Today we celebrate the birth of Abraham Lincoln. Along with George Washington, Lincoln is considered our nation’s greatest president. Lincoln built his professional reputation through his private law practice. Here’s an account of Lincoln’s first courtroom victory, which happened even before he was a lawyer.
The tales of Lincoln riding the circuit in central Illinois as an attorney on what was then the American Frontier are truly legendary. He kept slips of notes and passages as well as bills and money stored in his trademark stovepipe hat. He once got an accused friend’s son acquitted of murder by impeaching the key prosecution witness with a copy of an Almanac recording how the moon had already set, contrary to the witness testifying to being able to see the nighttime assault due to the full moon. And, much of what we know of Lincoln’s time in Springfield, where he lived and maintained his law practice, is due to the documenting work of his law partner, William Herndon.
But, Lincoln’s first case is one that typically does not make the short list of his legal accomplishments, even though it happened before Lincoln had moved to Illinois and began his training to be a lawyer.
The difference between “middle” and “over”
Lincoln’s family relocated to Southern Indiana when he as just seven years old. There is where he grew to be a man and developed his love of reading and learning. There, too, was where he toiled in the physical labor required of a frontier farming family, which gave him his drive to seek a professional career.

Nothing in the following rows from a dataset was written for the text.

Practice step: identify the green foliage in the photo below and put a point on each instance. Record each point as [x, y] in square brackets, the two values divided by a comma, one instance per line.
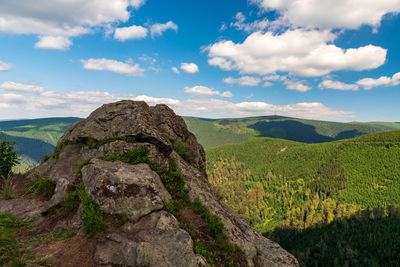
[78, 171]
[92, 215]
[180, 149]
[133, 157]
[10, 253]
[43, 186]
[307, 194]
[8, 157]
[212, 133]
[212, 244]
[35, 138]
[365, 239]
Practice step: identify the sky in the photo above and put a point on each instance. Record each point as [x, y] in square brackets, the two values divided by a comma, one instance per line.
[316, 59]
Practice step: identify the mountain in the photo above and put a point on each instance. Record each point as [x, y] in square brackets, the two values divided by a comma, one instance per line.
[306, 196]
[214, 132]
[385, 126]
[35, 138]
[131, 179]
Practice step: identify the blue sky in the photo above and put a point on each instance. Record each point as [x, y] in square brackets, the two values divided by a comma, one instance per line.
[320, 59]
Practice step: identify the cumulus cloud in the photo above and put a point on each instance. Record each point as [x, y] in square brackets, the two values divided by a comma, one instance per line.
[243, 81]
[369, 83]
[174, 69]
[159, 28]
[53, 42]
[19, 87]
[81, 103]
[241, 24]
[327, 14]
[205, 91]
[56, 21]
[112, 65]
[4, 66]
[299, 52]
[297, 86]
[132, 32]
[189, 67]
[337, 85]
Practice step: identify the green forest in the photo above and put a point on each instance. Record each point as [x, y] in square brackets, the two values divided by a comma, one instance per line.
[34, 138]
[214, 132]
[328, 200]
[319, 201]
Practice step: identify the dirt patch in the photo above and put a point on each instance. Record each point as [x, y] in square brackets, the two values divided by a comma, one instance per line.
[75, 251]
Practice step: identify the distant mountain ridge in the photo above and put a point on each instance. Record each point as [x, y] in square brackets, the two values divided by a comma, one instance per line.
[37, 137]
[340, 196]
[214, 132]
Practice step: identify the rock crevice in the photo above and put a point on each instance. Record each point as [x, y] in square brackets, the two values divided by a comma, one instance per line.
[150, 236]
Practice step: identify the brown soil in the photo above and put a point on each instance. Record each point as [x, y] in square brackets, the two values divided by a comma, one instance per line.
[74, 251]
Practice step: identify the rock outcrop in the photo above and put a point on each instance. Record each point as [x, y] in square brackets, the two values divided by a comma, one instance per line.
[151, 236]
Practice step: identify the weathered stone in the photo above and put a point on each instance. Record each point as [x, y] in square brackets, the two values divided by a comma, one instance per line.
[156, 240]
[156, 125]
[121, 188]
[152, 237]
[22, 208]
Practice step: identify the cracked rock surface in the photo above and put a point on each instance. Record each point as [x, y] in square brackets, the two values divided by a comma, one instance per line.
[152, 236]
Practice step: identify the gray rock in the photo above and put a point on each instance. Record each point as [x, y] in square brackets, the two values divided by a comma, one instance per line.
[121, 188]
[156, 125]
[156, 240]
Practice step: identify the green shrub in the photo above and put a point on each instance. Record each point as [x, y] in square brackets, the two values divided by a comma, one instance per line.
[8, 157]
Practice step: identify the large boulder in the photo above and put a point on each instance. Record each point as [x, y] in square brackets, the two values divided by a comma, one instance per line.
[156, 240]
[157, 125]
[152, 237]
[124, 189]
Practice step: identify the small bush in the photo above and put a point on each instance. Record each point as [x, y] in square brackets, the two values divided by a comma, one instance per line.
[8, 157]
[9, 245]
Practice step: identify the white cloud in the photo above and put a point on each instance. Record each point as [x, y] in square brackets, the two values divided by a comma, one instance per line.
[299, 52]
[328, 14]
[50, 103]
[243, 81]
[297, 85]
[53, 42]
[4, 66]
[337, 85]
[137, 3]
[274, 77]
[22, 88]
[174, 69]
[267, 84]
[257, 25]
[112, 65]
[369, 83]
[205, 91]
[132, 32]
[60, 18]
[159, 28]
[189, 67]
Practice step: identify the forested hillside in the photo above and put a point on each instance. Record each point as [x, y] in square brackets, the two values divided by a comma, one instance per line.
[35, 138]
[296, 192]
[214, 132]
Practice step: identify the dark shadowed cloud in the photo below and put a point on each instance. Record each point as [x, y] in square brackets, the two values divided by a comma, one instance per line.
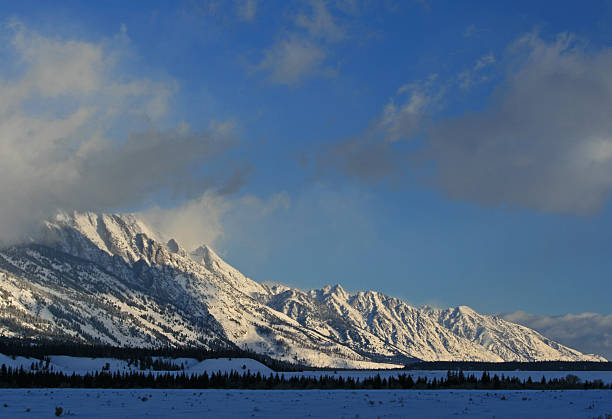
[544, 142]
[72, 134]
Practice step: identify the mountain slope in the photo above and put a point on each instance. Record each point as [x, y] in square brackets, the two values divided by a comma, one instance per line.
[111, 279]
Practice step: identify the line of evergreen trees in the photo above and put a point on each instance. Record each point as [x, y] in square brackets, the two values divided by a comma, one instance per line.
[21, 378]
[143, 357]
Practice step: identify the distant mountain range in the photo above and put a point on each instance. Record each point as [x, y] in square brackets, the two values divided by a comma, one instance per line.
[111, 279]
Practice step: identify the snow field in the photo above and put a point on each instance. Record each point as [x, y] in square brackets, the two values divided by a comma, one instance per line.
[96, 403]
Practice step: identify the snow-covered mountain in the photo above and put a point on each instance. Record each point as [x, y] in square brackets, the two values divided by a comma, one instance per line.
[111, 279]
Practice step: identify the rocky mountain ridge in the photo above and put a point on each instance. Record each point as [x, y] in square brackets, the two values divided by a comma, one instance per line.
[112, 279]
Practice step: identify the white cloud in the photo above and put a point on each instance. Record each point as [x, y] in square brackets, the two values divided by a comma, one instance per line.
[68, 139]
[320, 24]
[290, 60]
[587, 332]
[474, 75]
[303, 51]
[203, 220]
[246, 9]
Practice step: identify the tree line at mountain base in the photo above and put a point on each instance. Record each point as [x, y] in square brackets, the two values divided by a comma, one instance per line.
[143, 357]
[21, 378]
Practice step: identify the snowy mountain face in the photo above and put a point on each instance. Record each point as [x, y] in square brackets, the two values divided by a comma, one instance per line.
[110, 279]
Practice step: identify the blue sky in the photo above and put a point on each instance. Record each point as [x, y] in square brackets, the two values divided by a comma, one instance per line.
[442, 152]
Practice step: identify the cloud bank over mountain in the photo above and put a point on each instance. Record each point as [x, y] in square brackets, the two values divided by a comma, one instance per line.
[81, 132]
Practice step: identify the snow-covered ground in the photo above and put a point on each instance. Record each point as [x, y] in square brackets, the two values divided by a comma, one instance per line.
[94, 403]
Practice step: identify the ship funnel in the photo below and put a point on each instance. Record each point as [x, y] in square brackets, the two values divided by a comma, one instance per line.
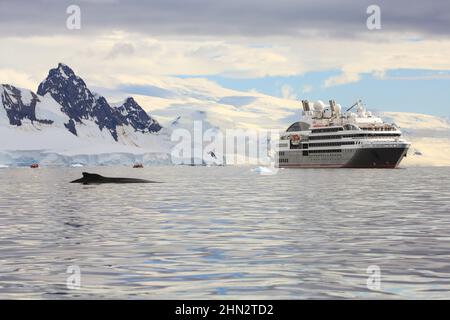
[306, 106]
[333, 106]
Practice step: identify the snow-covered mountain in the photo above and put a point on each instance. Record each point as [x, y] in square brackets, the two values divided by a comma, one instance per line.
[66, 122]
[176, 102]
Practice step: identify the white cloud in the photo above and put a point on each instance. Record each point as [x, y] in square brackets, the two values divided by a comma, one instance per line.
[307, 88]
[139, 56]
[287, 92]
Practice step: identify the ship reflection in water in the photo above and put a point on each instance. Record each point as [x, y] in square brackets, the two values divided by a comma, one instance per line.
[225, 232]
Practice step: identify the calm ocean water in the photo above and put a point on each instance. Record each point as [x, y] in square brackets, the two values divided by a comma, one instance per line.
[226, 232]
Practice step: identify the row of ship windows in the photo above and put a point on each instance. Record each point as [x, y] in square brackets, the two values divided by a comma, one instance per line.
[305, 152]
[325, 151]
[360, 135]
[330, 144]
[327, 130]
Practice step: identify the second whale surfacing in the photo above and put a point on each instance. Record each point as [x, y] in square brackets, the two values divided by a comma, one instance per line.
[93, 178]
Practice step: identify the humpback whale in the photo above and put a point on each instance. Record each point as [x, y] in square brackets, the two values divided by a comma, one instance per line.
[93, 178]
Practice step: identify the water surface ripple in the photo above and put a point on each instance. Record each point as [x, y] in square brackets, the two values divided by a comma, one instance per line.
[226, 232]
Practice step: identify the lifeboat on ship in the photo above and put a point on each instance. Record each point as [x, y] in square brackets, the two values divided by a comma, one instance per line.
[295, 139]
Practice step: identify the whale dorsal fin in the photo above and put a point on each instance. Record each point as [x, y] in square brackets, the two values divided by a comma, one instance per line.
[90, 175]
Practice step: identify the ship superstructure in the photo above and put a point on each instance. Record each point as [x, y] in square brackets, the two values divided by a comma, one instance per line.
[328, 137]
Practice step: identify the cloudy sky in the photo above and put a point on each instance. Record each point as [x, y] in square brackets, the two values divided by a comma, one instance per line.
[318, 49]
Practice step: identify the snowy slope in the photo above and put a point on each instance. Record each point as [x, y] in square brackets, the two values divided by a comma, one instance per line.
[176, 103]
[429, 136]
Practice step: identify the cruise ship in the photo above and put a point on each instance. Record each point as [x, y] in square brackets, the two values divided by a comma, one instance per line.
[327, 137]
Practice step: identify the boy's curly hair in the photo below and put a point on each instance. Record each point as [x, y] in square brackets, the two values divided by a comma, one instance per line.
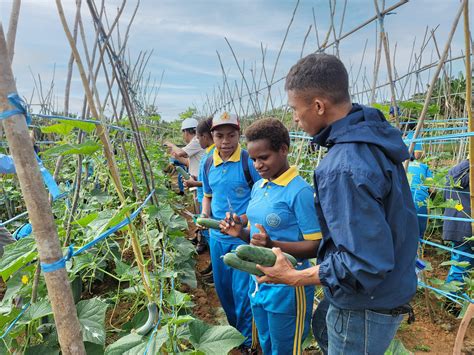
[271, 129]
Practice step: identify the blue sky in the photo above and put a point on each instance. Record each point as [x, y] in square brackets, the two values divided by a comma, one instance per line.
[185, 35]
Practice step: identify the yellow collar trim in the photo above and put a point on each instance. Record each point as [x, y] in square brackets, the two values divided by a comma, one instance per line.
[285, 178]
[208, 149]
[235, 157]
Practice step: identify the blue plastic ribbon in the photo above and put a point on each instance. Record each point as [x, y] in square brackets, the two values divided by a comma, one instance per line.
[61, 263]
[20, 108]
[452, 250]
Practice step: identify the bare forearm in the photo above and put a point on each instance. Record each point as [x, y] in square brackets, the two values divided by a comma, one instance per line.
[206, 206]
[245, 235]
[309, 276]
[306, 249]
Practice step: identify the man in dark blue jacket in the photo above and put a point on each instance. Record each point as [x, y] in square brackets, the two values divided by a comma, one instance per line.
[457, 231]
[366, 260]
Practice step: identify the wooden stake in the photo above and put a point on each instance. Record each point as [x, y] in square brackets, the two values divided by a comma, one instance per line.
[40, 214]
[467, 39]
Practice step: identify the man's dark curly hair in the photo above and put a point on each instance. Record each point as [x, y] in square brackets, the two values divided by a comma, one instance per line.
[204, 126]
[271, 129]
[319, 74]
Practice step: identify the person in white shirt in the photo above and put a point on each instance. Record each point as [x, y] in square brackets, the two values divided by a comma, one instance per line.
[191, 154]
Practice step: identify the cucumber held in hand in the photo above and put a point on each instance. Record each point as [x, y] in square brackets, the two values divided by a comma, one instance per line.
[232, 260]
[260, 255]
[183, 172]
[208, 222]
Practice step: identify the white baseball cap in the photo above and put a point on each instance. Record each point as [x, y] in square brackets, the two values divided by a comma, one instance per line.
[188, 123]
[225, 118]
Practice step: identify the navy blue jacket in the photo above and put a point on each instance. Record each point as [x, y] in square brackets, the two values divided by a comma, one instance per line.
[456, 230]
[367, 215]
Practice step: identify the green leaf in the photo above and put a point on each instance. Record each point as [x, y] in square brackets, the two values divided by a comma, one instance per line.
[129, 344]
[59, 128]
[43, 349]
[93, 349]
[133, 344]
[456, 263]
[85, 126]
[16, 255]
[214, 340]
[397, 348]
[181, 319]
[91, 314]
[37, 310]
[177, 298]
[84, 221]
[87, 148]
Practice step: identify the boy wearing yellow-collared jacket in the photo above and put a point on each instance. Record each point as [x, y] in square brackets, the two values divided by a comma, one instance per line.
[281, 214]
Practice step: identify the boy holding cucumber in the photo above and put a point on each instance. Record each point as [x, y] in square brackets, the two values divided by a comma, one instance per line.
[281, 214]
[228, 177]
[366, 260]
[204, 136]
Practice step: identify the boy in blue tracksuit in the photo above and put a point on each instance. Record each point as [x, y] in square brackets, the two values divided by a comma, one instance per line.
[228, 179]
[281, 213]
[366, 259]
[418, 174]
[204, 136]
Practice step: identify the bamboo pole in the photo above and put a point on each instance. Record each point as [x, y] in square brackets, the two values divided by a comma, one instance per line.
[467, 39]
[12, 26]
[103, 135]
[434, 79]
[40, 214]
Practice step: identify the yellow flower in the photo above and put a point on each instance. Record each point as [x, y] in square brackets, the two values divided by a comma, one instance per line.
[225, 116]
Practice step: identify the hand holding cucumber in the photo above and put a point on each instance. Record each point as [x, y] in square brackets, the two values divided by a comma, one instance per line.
[261, 239]
[282, 272]
[231, 225]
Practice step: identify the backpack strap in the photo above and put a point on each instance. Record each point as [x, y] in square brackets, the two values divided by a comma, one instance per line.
[245, 165]
[207, 167]
[244, 158]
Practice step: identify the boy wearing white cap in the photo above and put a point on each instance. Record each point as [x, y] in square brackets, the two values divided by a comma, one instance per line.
[191, 154]
[228, 177]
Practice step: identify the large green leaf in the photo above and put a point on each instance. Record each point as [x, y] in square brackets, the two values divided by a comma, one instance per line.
[17, 255]
[133, 344]
[65, 127]
[87, 148]
[85, 126]
[397, 348]
[214, 339]
[84, 221]
[91, 314]
[58, 128]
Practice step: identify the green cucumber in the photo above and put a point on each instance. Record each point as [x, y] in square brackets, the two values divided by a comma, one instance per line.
[208, 222]
[151, 320]
[260, 255]
[232, 260]
[183, 172]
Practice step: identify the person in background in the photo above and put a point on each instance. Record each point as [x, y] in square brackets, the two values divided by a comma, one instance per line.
[204, 136]
[366, 259]
[281, 213]
[457, 188]
[190, 155]
[228, 179]
[419, 174]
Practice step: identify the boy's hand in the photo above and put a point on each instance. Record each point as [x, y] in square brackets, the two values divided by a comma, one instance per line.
[232, 225]
[261, 239]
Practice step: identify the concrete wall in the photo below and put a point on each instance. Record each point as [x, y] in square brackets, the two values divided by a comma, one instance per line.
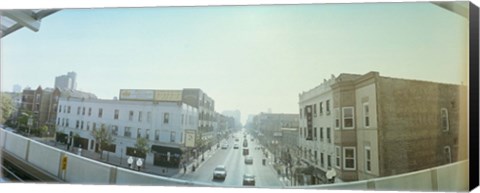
[451, 177]
[81, 170]
[45, 157]
[16, 144]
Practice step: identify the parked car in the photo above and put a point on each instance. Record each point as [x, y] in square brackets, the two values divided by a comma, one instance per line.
[225, 146]
[248, 180]
[248, 160]
[220, 172]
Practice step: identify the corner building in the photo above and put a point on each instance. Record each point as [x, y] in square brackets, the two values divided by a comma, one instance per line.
[163, 124]
[388, 126]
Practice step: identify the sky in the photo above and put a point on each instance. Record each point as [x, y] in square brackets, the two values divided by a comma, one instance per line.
[250, 58]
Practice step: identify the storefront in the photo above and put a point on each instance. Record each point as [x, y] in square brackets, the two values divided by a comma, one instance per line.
[167, 156]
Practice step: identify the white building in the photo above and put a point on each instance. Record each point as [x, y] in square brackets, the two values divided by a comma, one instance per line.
[68, 81]
[164, 124]
[316, 133]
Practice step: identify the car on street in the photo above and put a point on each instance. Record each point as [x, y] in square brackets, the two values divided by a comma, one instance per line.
[248, 180]
[225, 146]
[220, 172]
[248, 160]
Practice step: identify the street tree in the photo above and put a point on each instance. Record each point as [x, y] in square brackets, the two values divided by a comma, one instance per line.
[142, 146]
[103, 137]
[7, 107]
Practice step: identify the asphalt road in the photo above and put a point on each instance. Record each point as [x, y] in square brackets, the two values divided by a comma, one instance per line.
[233, 159]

With that drive, Lincoln engaged in many revenue-producing ventures, including one involving the river traffic along the Ohio River.
Lincoln began offering passage to those on the shore to the middle of the river to board passing steamboats, receiving payment that typically exceeded a full day’s wages of physical labor on the farms he worked. An established ferry business on the Kentucky side objected to Lincoln’s river taxi service and brought a challenge against him before a local justice of the peace.
The ferry-owner argued that Lincoln’s river taxi service violated Kentucky state law prohibiting unauthorized persons from carrying persons “over” the river. Representing himself, Lincoln argued that he was not in violation of the Kentucky law because he was only transporting people to the middle of the river, not all the way “over” the Ohio River.
Lincoln’s distinction of what the law prohibited versus how his river taxi’s service operated prevailed and the case was decided in his favor.
Regulation of transport services
Lincoln’s family had moved to Southern Indiana from his birthplace of Hodgensville, Kentucky. Illinois may be the “Land of Lincoln,” but Kentuckians are rightfully proud of their native son.
Lincoln’s river taxi case was heard over 180 years ago, but the challenges to state regulation of transport services continues to this day. Taxis are seeing their market control challenged by the likes of Uber and Lyft. Ambulance services regularly challenge one another’s operations through contests before the Office of Certificate of Need and the Kentucky Board of Emergency Medical Services. And, in the past few years, there has been an opening up of granting certificates to motor carriers, included disabled persons carriers, after an applicant to move household goods was successful in challenging the state regulation of these paid-for motor carriers.
On this day of commemorating Lincoln’s birth, his first legal victory serves as an example of an everyday citizen seeking to establish a business and challenging those who would bend state regulation to reduce competition.